I would ring the neck a bit more lighter. I think the log is a bit extreme.


----------



## crowbusta6 (Dec 12, 2005)

not that their necks snap they just start thrashing around


----------



## Gohon (Feb 14, 2005)

They should be dead when they hit the ground. Out of range maybe???
What gauge, choke, and shot are you using?


----------



## crowbusta6 (Dec 12, 2005)

im using a 20 guage, 7 1/2 shot auto modified choke

i have 6 shot is that what u would prefer, im new to crow hunting this year??


----------



## Gohon (Feb 14, 2005)

Stay with the #7.5 or #8 shot in mod choke.

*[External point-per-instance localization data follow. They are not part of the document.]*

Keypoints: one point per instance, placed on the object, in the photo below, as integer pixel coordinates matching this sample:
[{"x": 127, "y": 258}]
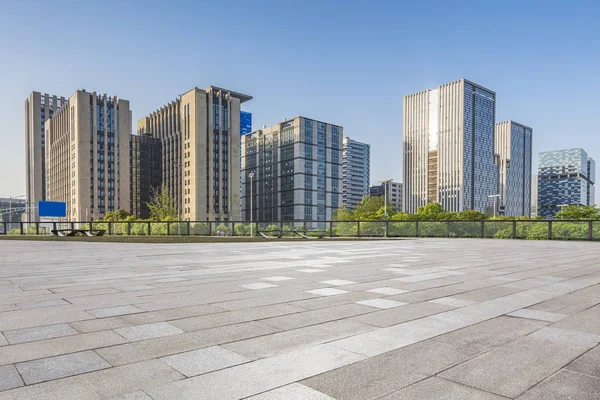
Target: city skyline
[{"x": 527, "y": 98}]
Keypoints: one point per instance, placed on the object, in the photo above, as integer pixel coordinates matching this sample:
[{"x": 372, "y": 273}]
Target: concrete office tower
[
  {"x": 146, "y": 172},
  {"x": 512, "y": 146},
  {"x": 87, "y": 155},
  {"x": 534, "y": 196},
  {"x": 356, "y": 171},
  {"x": 38, "y": 108},
  {"x": 394, "y": 193},
  {"x": 565, "y": 177},
  {"x": 200, "y": 136},
  {"x": 448, "y": 144},
  {"x": 297, "y": 171}
]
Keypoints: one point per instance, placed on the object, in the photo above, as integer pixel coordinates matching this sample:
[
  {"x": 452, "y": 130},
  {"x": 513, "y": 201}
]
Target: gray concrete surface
[{"x": 411, "y": 319}]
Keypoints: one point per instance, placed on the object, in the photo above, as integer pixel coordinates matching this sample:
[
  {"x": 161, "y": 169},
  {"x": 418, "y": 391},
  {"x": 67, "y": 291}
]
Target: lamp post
[
  {"x": 385, "y": 183},
  {"x": 251, "y": 176},
  {"x": 495, "y": 196}
]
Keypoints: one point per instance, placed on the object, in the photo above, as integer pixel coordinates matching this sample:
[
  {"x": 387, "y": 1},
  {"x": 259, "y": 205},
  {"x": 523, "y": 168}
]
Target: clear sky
[{"x": 344, "y": 62}]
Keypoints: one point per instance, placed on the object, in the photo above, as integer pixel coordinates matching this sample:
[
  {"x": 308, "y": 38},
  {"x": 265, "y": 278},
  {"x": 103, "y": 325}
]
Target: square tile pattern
[{"x": 321, "y": 320}]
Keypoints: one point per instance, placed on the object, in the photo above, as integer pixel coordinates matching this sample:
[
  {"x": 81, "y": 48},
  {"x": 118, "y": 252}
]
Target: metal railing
[{"x": 504, "y": 229}]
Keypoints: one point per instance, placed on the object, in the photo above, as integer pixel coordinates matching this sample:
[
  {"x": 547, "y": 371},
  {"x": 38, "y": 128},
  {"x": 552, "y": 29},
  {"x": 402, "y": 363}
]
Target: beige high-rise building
[
  {"x": 38, "y": 108},
  {"x": 200, "y": 135},
  {"x": 448, "y": 143},
  {"x": 87, "y": 155}
]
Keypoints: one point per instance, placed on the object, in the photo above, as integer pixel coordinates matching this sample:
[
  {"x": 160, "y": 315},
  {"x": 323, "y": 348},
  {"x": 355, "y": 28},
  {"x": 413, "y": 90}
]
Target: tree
[
  {"x": 578, "y": 212},
  {"x": 162, "y": 206}
]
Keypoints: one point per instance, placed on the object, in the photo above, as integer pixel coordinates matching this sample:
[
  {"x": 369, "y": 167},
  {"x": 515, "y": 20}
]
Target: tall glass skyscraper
[
  {"x": 565, "y": 177},
  {"x": 356, "y": 172},
  {"x": 297, "y": 171},
  {"x": 513, "y": 156},
  {"x": 448, "y": 145}
]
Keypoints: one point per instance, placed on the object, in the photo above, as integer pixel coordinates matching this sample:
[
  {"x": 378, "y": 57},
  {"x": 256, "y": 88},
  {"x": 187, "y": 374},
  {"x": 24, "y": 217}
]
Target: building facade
[
  {"x": 245, "y": 122},
  {"x": 512, "y": 145},
  {"x": 448, "y": 147},
  {"x": 87, "y": 155},
  {"x": 565, "y": 177},
  {"x": 356, "y": 159},
  {"x": 296, "y": 168},
  {"x": 38, "y": 109},
  {"x": 199, "y": 134},
  {"x": 146, "y": 172},
  {"x": 394, "y": 193}
]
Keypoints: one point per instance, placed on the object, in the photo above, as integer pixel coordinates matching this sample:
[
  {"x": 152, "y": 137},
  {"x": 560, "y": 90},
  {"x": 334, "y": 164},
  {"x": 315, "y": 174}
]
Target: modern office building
[
  {"x": 355, "y": 171},
  {"x": 146, "y": 172},
  {"x": 245, "y": 122},
  {"x": 296, "y": 168},
  {"x": 87, "y": 155},
  {"x": 565, "y": 177},
  {"x": 534, "y": 212},
  {"x": 448, "y": 147},
  {"x": 393, "y": 190},
  {"x": 512, "y": 145},
  {"x": 38, "y": 108},
  {"x": 200, "y": 142}
]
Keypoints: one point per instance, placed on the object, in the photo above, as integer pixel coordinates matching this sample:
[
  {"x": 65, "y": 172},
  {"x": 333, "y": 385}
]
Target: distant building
[
  {"x": 245, "y": 122},
  {"x": 356, "y": 172},
  {"x": 87, "y": 155},
  {"x": 146, "y": 172},
  {"x": 565, "y": 177},
  {"x": 394, "y": 193},
  {"x": 448, "y": 148},
  {"x": 534, "y": 196},
  {"x": 38, "y": 109},
  {"x": 512, "y": 146},
  {"x": 200, "y": 145},
  {"x": 297, "y": 171}
]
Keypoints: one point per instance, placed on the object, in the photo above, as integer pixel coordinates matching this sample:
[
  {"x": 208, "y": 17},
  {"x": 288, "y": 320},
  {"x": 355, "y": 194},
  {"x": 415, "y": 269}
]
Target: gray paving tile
[
  {"x": 99, "y": 385},
  {"x": 539, "y": 315},
  {"x": 257, "y": 377},
  {"x": 113, "y": 311},
  {"x": 295, "y": 391},
  {"x": 589, "y": 363},
  {"x": 565, "y": 385},
  {"x": 47, "y": 369},
  {"x": 514, "y": 368},
  {"x": 39, "y": 333},
  {"x": 148, "y": 331},
  {"x": 202, "y": 361},
  {"x": 9, "y": 378},
  {"x": 440, "y": 389}
]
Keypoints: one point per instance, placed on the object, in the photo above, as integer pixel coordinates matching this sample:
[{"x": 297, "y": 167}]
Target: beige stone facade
[
  {"x": 87, "y": 155},
  {"x": 38, "y": 108},
  {"x": 200, "y": 135}
]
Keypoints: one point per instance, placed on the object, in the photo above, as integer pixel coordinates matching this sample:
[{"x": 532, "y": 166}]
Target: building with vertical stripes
[
  {"x": 87, "y": 155},
  {"x": 38, "y": 109},
  {"x": 448, "y": 148},
  {"x": 512, "y": 146},
  {"x": 200, "y": 144}
]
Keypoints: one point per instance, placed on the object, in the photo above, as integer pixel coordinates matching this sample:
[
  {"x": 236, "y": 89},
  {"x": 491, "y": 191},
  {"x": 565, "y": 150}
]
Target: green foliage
[{"x": 162, "y": 206}]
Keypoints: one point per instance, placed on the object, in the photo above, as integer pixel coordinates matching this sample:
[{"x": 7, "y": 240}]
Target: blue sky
[{"x": 348, "y": 63}]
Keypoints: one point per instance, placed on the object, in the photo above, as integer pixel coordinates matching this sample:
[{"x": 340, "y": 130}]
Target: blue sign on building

Remember you only have 7/8 oz of shot in the 20 gauge so getting them in close is important. Try the Remington Premier STS target loads which is a harder shot and doesn't deform as much as the cheaper brand shot, which means a better pattern. Only about 4-5 dollars a box. Pattern your gun at 25, 30, 35, and 40 yards and you will probable see what your problem is. Pick out the best pattern and make that your max distance. BTW, when you down one and it gets up, just shoot it again. Getting up and chasing them down will alert every crow in sight where you are a lot more than the report of the gun. Unless you are using decoys, are well hidden with camouflage and have a good caller, don't expect the same group of crows to circle back to have a look see at what that noise below them was.


----------



## zogman (Mar 20, 2002)

What the hey! :eyeroll: SHOOT EM AGAIN :lol:

Some what related: This weekend I drove past at about 10mph a bald eagle on the shoulder of the road about 15 feet. He or she was on a road kill deer with about 8 or so crows trying to get a few pickings. The eagle was not giving any ground. Awesome sight to look an eagle in the eye.


----------



## crowbusta6 (Dec 12, 2005)

i shot the dam thing 3 times he was still fightin me off so i beat im with a log


----------



## Gohon (Feb 14, 2005)

crowbusta6 said:


> i shot the dam thing 3 times he was still fightin me off so i beat im with a log


You shot a crow three times with a 20 gauge using #7.5 shot and it didn't kill it. Best advice I can give you is sell the gun, buy yourself a fishing rod and reel and change sports. Nobody here can help you............... :lol:


----------



## crowbusta6 (Dec 12, 2005)

i aint no quitta


----------